6 CONCLUSÃO
A partir dos anos 1970, os movimentos abolicionista e minimalista passaram a ocupar o cenário do controle social e das políticas criminais nas sociedades capitalistas. O contexto em que estes movimentos emergem é o da deslegitimação dos sistemas penais, e, como resposta a esse processo de deslegitimação, o abolicionismo propõe a absoluta extinção do sistema penal, e, em sua substituição, a adoção de formas alternativas de resolução de conflitos, ao passo que o minimalismo penal defende, associado parcialmente aos postulados abolicionistas, sua máxima contração.
Nada obstante a diversidade apresentada por ambos os movimentos no plano teórico, na prática, tendo como ponto de partida críticas a situações patentes do cotidiano do sistema penal, o abolicionismo e o minimalismo penal oferecem interessantes e úteis ferramentas ao aprimoramento do sistema e à defesa da sociedade, sobretudo, no que tange à contenção da violência (redução dos níveis de criminalidade, ressocialização, descriminalização, despenalização etc) e salvaguarda dos direitos humanos.
De fato, a era da globalização neoliberal é também a era da onda expansionista e de relegitimação do sistema penal orquestrada pelo neopunitivismo (discursos como “Lei e Ordem”, “Tolerância Zero” etc), e não propriamente da hegemonia de práticas minimalistas e abolicionistas.
Sistemas penais seletivos e arbitrários, especialmente na América Latina, fazem do jus puniendi estatal um exercício de poder altamente violento e transgressor dos Direitos Humanos e dos direitos e garantias fundamentais do Estado Democrático de Direito, vale dizer, um exercício de poder deslegitimado que se manifesta como violência inútil.
A implementação dos postulados minimalistas significa a contração dos excessos da intervenção estatal punitiva e a contenção da sua violência. Isso implicaria em um processo amplo e necessário de descriminalização e despenalização, afastando-se os efeitos perversos e inúteis da criminalização e da prisão. A pena corporal seria aplicada somente em último caso, tolerando-se de igual modo uma série de condutas que não constituam grave lesão para os Direitos Humanos.
O Direito Penal não é panaceia para todos os males. De fato, ele é um dos males, malgrado necessário e em certa medida, mas não deixa de ser um mal. Portanto deve sofrer uma contração de seu campo de aplicação, a fim de assegurar-lhe uma correspondência entre o legalmente previsto e aquilo que é efetivamente cumprido quando da infração às suas normas.
A proposta final resumiu-se em demonstrar a necessidade de se dar efetividade e concretude ao princípio da intervenção mínima, com seus subprincípios da fragmentariedade, subsidiariedade e ultima ratio, conformando um Direito Penal racional e com atuação reservada às lesões extremamente relevantes aos bens jurídicos por ele tutelados.

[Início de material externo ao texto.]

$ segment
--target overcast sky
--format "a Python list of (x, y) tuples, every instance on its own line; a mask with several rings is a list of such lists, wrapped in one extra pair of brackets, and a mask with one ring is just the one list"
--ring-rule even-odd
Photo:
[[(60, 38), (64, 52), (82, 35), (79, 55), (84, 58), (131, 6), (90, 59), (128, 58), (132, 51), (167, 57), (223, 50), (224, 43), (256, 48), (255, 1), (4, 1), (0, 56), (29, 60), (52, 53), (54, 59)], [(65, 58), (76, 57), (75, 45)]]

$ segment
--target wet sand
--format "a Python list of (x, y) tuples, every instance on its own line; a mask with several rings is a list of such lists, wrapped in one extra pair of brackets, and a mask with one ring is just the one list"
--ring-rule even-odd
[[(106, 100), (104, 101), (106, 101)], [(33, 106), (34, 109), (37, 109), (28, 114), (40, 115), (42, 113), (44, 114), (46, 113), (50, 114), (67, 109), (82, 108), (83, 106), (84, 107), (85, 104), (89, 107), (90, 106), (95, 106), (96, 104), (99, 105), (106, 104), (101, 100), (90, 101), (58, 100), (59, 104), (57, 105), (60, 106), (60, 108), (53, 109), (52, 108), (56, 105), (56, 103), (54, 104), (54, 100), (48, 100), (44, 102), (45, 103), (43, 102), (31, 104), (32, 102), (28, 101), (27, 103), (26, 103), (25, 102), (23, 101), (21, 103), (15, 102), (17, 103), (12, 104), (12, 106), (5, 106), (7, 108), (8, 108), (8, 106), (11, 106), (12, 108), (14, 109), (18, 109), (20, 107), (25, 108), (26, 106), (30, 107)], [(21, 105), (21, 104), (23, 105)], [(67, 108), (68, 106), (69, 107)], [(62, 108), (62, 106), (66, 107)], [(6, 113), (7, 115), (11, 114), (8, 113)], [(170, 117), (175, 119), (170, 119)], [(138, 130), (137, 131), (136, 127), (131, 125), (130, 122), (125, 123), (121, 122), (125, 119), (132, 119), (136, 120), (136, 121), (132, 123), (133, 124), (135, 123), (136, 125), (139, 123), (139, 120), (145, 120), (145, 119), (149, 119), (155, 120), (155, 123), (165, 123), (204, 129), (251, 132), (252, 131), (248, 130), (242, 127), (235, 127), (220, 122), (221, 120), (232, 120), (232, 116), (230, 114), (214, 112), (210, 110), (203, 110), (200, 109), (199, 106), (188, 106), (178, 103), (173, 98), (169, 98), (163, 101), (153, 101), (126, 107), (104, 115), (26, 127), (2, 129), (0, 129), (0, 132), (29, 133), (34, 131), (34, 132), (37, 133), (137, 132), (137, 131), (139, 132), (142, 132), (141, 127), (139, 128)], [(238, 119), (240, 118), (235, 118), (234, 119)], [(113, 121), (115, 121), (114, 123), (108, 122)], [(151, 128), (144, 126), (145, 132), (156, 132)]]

Destacou-se, ainda, que a reforma não deve se concentrar e se reduzir ao campo penal. Ela deve alcançar também os demais instrumentos de controle social existentes nos outros ramos do Direito. Restou nítido o descrédito gerado pela ineficiência dos demais ramos do Direito no enfrentamento dos conflitos sociais e individuais, a ensejar a excessiva expansão da intervenção estatal punitiva (Direito Penal como prima ratio) devido ao incremento dos índices de criminalidade e ao déficit de solução dos conflitos nos outros campos.
Portanto, a pesquisa levada a termo neste trabalho revelou a necessidade de urgente revisão da atual política criminal de cunho expansionista, ou seja, uma revisão do mundo jurídico em diversos aspectos, abrindo-se caminho para novos instrumentos de controle social que não exclusivamente o Direito Penal, atualmente de cunho repressivo, punitivo e deletério, razão pela qual deve ser encarada pela comunidade jurídica a possibilidade de implementação de postulados abolicionistas e minimalistas, dando-se seguimento a estudos mais amplos e profundos.